B. Les contributions attendues
Pour faire un état des lieux des études sur la communication, les médias et le journalisme, les
contributions attendues peuvent être de deux types :
1) La science politique de la communication : une perspective spécifique ?
Sont attendues ici des propositions de synthèses permettant de faire le bilan des recherches des
années écoulées au sein des différents pays francophones (et au-delà), tant en ce qui
concerne les objets étudiés et les terrains investigués, que les paradigmes d’inscription, les
théories et concepts employés, ainsi que les méthodes privilégiées. Différentes
problématiques peuvent être abordées, à propos d’un pays francophone en particulier ou dans
une perspective comparative :
a) Existe-il une spécificité de l’approche politiste de ces objets par rapport à la sociologie,
aux sciences de l’information et de la communication ou aux sciences de la communication et
des médias ? Cette question peut concerner les outils conceptuels comme les méthodes de
recherche : analyse de contenu vs. observation des pratiques journalistiques ; questionnaires
vs. entretiens ; étude des effets vs. sociologie des réceptions...
b) Comment se structure et évolue le champ des études sur la communication dans chaque
pays et quels sont les rapports de concurrence ou les échanges entre disciplines, sousdisciplines, institutions, écoles ? L’on peut notamment s’interroger sur les rapports avec la
recherche anglo-saxonne, la structure plus générale du champ scientifique national, la plus ou
moins grande proximité de la recherche avec la demande publique.

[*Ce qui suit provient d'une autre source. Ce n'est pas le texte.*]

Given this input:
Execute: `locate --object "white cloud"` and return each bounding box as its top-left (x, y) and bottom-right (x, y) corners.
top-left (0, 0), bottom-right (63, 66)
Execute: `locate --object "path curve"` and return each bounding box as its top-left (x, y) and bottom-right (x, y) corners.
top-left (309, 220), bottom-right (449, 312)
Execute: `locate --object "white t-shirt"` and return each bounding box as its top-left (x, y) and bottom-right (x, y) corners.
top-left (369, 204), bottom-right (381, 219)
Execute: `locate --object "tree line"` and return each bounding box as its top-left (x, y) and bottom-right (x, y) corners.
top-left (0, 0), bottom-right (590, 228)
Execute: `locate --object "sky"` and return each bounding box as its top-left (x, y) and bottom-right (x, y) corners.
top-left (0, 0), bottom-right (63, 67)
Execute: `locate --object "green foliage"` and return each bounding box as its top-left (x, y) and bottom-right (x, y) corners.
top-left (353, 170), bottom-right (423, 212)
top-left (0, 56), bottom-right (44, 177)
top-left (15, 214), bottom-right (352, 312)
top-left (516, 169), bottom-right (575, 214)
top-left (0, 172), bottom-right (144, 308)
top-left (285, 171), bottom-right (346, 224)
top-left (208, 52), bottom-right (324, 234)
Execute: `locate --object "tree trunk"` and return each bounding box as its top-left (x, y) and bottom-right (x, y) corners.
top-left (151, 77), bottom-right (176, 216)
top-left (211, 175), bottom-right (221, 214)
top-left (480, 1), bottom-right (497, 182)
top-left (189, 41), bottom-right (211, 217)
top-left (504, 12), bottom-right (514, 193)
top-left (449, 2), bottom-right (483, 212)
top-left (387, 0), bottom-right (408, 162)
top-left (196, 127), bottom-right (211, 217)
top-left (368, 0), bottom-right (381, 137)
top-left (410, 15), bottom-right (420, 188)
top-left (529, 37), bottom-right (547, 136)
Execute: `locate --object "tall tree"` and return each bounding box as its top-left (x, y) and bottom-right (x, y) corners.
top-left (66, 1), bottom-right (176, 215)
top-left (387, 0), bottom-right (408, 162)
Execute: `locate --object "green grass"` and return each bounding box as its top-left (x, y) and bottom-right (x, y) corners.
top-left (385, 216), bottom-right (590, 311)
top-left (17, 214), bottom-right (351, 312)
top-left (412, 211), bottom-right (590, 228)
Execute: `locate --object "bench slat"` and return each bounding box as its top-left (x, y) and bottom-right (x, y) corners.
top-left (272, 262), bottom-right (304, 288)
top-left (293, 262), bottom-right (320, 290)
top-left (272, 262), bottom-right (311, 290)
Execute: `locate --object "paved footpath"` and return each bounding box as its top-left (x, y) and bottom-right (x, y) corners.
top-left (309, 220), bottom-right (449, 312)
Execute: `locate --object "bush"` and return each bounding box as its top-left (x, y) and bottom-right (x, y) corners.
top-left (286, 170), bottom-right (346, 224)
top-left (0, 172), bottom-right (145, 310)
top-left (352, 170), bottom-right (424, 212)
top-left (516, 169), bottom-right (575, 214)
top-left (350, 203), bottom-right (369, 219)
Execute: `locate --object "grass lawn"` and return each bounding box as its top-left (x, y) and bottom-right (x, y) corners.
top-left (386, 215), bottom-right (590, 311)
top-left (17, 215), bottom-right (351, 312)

c) Quels sont les effets de ces découpages disciplinaires et institutionnels, à la fois en termes
d’approches choisies mais également d’objet et de terrains privilégiés ou au contraires
délaissés ?
d) Quelles idées ou quels concepts circulent plus particulièrement entre les espaces nationaux ou
en leur sein ?
e) Des travaux d'objectivation statistique sont également les bienvenus, par exemple sur le
nombre de thèses consacrées au journalisme et à la communication, ou sur les références
bibliographiques se rapportant à ces objets dans les articles des principales revues ou
manuels de science politique.
2) Travaux actuels : quelle place pour l’interdisciplinarité ?
Sont également attendues des propositions présentant des travaux de science politique en
cours prenant pour objet les médias, la communication et/ou le journalisme. Seront privilégiés
des travaux…
a) …s’inscrivant dans une approche interdisciplinaire ou explicitant les apports ou limites de
différentes disciplines ;
b) …mettant à l'épreuve ce dépassement des frontières disciplinaires et/ou des frontières
nationales (en important des auteurs, des problématiques, des concepts, des méthodes
élaborées dans d'autres pays) ;
c) …cherchant plus généralement à renouveler les questionnements habituels.